The AfD had shocked Merkel last Sunday by winning 20.8 percent in a state election in Mecklenburg-Vorpommern with her Christian Democrats (CDU) falling to third with 19 percent. That rout had sparked renewed criticism of her pro-refugee course.
But in the local elections in the neighboring western state of Lower Saxony, the CDU was top with 34.4 percent, according to preliminary results published on Monday. The center-left Social Democrats (SPD) were second with 31.2, the Greens third with 10.9 percent, the AfD at 7.8 percent.
In local elections in the western state of Hesse in March the AfD had won 11.9 percent.
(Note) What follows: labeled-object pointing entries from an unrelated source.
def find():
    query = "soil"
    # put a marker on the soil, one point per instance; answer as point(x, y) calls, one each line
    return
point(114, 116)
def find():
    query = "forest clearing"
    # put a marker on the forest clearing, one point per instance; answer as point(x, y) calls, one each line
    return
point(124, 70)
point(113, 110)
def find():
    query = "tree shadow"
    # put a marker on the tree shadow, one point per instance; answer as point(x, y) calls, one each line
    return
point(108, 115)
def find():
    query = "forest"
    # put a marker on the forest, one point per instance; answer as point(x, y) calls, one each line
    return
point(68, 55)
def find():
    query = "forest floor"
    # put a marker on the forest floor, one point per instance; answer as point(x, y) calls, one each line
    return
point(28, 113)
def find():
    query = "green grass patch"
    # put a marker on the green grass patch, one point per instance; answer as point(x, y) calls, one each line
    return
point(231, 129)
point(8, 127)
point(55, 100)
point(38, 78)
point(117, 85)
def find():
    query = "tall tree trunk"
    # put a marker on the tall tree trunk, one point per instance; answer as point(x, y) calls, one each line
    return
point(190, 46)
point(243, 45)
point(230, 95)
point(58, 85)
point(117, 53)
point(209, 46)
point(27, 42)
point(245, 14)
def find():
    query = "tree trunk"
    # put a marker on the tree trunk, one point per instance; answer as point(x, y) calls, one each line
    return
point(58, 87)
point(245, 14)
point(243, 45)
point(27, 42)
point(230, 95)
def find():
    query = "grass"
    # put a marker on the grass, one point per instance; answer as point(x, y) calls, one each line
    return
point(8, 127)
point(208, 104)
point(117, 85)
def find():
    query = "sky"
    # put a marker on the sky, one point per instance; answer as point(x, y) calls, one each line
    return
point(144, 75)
The AfD is stronger in the former communist east. In Lower Saxony, it was below 10 percent in most towns and cities but it did win 10.1 percent in the state capital of Hanover - behind the SPD (31.2 percent), CDU (29 percent), Greens (13.6 percent).
Last Sunday's election in Mecklenburg-Vorpommern was the first time the CDU lost to a far-right party in a state election.
The AfD played on the public's angst that refugees, some 70 percent of whom are Muslims, are overrunning Germany, siphoning away housing, resources and jobs from Germans. Merkel rejected that argument, saying no funds were taken away for refugees.
The AfD has climbed steadily in national polls lately. An Emnid poll for Bild am Sonntag newspaper on Sunday showed support for the AfD rising by one point to 13 percent while Merkel's Christian Democrats lost one point to 33 percent.